A simple algorithm for microstepping a bipolar stepper motor
Here's a simple algorithm that uses conventional microcontroller blocks to control commercially available H-bridges to properly commutate a bipolar stepper motor through a microstepping profile.
Bipolar stepper motors offer a simple way of achieving position control and accurate speed actuation without the need to close the loop through shaft encoders or similar means. To improve performance, we can employ a technique known as microstepping in which a sine wave current wave shape is embedded into the typical full-step commutation wave form.
This article details a simple algorithm utilizing conventional microcontroller blocks to control commercially available H-bridges to properly commutate a bipolar stepper motor through a microstepping profile.

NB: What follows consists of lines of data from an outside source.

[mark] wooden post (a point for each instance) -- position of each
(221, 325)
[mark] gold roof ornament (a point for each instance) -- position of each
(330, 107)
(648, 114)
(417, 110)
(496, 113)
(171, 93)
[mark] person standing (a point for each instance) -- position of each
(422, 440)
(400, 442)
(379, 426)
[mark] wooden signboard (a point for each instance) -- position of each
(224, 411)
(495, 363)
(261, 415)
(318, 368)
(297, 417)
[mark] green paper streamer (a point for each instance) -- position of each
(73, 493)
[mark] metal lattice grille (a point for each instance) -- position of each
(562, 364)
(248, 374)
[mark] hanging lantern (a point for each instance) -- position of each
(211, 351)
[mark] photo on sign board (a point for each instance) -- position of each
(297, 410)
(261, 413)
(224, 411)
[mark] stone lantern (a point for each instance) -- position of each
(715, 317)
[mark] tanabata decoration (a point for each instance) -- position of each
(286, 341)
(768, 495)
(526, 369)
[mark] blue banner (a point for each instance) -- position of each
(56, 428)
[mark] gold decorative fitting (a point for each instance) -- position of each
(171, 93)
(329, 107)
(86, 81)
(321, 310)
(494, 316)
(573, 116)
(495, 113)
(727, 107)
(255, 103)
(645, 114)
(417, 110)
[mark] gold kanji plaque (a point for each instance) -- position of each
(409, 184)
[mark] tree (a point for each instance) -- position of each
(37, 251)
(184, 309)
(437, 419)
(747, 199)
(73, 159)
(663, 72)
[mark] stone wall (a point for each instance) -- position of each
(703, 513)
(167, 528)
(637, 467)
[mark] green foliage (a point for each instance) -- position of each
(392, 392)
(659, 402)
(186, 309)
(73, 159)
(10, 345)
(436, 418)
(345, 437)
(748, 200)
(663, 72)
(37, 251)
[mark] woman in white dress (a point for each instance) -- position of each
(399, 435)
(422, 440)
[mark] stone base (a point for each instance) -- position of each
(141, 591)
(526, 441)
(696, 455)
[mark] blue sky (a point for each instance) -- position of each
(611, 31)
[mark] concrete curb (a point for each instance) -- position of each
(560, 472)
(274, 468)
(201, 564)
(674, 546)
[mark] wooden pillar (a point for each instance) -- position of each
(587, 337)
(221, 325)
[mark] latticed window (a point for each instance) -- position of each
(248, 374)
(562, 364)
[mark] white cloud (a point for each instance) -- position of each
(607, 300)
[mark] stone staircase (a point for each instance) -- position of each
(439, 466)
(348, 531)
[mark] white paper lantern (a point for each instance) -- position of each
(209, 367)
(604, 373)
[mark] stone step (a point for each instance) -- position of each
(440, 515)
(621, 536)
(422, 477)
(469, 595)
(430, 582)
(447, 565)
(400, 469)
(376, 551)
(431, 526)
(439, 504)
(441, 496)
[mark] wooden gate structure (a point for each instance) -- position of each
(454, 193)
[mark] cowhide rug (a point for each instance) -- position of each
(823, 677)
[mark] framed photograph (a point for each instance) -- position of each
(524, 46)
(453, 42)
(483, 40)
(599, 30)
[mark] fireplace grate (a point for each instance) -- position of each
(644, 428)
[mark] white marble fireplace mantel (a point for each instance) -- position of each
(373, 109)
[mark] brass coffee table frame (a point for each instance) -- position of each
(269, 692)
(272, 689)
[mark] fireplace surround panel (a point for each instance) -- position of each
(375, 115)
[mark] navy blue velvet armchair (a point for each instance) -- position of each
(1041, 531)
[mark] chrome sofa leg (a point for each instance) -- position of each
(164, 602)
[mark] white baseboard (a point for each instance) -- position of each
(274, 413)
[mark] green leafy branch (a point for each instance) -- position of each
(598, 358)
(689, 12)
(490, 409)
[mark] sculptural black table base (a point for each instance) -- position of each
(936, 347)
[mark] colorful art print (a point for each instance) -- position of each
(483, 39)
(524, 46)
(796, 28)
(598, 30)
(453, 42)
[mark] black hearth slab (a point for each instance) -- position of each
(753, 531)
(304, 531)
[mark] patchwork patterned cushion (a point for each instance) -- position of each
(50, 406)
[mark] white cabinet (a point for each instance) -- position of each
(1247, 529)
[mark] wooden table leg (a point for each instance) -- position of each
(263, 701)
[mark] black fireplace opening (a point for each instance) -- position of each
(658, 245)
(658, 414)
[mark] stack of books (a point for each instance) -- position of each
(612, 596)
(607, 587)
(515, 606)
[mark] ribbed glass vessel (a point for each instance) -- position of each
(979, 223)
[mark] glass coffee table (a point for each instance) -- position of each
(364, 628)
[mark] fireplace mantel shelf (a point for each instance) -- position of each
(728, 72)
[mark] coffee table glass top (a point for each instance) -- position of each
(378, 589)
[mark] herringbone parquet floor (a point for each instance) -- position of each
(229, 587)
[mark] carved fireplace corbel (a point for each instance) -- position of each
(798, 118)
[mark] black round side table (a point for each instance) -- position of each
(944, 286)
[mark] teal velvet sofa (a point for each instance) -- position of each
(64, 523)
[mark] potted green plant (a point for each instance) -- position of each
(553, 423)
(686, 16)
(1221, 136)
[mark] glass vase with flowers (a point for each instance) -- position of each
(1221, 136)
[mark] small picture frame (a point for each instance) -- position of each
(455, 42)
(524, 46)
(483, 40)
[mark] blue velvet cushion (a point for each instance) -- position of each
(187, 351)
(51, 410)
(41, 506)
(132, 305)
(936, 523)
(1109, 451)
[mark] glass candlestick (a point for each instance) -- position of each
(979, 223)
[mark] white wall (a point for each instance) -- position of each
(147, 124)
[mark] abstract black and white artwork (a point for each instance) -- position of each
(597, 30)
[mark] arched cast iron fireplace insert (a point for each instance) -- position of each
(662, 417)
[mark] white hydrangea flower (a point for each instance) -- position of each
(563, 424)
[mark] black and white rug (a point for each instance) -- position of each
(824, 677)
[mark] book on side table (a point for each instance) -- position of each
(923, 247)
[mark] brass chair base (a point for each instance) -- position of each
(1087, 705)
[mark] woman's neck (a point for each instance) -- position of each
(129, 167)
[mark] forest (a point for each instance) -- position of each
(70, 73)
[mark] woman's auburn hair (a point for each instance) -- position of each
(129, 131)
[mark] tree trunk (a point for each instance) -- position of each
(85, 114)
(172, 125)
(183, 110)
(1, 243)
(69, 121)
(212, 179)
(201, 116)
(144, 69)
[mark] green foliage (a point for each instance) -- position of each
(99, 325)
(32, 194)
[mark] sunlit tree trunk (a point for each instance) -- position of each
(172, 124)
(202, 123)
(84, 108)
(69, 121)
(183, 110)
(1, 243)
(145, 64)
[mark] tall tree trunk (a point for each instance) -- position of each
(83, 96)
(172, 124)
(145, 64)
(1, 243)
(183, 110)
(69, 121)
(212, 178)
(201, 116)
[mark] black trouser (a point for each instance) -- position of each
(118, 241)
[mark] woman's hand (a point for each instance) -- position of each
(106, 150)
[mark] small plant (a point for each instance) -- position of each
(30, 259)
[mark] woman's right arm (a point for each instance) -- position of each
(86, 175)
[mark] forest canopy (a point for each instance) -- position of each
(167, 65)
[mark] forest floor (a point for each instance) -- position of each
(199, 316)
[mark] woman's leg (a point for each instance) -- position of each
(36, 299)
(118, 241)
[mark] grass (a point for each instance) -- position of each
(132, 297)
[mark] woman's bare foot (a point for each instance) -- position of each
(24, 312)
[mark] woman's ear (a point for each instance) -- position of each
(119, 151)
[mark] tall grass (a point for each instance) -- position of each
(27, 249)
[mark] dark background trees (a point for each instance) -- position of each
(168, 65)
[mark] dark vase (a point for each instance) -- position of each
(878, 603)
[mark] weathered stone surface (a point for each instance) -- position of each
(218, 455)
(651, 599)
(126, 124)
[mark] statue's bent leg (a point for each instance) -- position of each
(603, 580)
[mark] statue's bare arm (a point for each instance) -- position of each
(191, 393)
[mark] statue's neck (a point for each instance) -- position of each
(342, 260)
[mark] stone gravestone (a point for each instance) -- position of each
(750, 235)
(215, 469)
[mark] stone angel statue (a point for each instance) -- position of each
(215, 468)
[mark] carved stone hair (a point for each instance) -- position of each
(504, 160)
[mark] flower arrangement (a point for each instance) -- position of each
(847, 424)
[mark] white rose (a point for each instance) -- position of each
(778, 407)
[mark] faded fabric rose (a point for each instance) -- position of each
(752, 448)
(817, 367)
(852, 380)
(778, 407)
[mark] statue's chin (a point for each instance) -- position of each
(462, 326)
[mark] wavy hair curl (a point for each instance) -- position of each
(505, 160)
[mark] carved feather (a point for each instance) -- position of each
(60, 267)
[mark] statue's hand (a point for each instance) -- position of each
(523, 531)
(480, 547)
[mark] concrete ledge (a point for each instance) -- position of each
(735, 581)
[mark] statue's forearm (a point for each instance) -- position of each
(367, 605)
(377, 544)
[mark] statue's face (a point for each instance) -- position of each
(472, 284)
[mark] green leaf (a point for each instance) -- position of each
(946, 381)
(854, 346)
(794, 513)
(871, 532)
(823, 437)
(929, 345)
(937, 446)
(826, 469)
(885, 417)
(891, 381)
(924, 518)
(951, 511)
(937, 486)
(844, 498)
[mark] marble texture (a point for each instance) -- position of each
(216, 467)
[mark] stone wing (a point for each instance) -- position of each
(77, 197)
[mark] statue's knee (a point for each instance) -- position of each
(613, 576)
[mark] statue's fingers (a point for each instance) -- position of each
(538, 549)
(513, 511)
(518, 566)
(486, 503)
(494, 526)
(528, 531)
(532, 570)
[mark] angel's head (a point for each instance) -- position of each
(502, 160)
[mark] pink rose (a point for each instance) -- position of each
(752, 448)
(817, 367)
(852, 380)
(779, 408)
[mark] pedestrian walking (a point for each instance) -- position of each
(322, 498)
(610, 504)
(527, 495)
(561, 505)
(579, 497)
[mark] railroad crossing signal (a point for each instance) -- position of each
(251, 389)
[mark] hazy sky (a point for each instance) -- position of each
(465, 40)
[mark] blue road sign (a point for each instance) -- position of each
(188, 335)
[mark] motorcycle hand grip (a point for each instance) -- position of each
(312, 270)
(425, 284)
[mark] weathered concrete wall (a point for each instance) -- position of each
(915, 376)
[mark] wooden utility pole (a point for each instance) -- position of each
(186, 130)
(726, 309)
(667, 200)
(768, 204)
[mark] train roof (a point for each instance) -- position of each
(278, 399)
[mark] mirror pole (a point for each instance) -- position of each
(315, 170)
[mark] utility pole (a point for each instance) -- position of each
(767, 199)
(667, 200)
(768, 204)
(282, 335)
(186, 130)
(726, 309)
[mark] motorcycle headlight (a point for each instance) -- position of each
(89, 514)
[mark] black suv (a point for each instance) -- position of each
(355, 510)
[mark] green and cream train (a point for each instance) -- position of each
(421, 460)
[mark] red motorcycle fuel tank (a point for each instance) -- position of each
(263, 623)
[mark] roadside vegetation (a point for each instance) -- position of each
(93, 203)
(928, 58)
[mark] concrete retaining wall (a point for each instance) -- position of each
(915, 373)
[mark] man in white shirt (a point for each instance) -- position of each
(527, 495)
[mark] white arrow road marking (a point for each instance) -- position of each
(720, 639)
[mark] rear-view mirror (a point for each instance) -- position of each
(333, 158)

Stepper motors are an excellent motion actuator because they move in steps. This gives us two inherent advantages: 1) position can be easily obtained and maintained by moving a number of steps and then stopping; and 2) an accurate speed can be obtained by properly scheduling the steps in a timely manner.
As a result, steppers can stop at a given angular position and hold that position against external load changes, and at the same time the motor speed can be maintained even when the system undergoes changes in power supply voltage. Whereas other motor topologies could not achieve any of these two feats without the proper amount of closed loop control, the stepper excels at both without the need for any form of closed loop.
However, stepper motors are not perfect, and there are areas in which their performance is severely affected. The most crucial of these inefficacies is resonance, or a vibration induced by the generation of subsequent steps at a time in which further motion is exacerbated. Figure 1 below illustrates what happens to the angular position as a full-step is generated. As the rotor is scheduled to land on the next step, 1.8 degrees away from the current position, it actually oscillates around this angular region before settling at the target.
What if we scheduled a step when the position is farther away or closer to the next step position? When this happens, the distance traveled by the rotor will be much more or much less than what it would have been had the rotor started from the goal position.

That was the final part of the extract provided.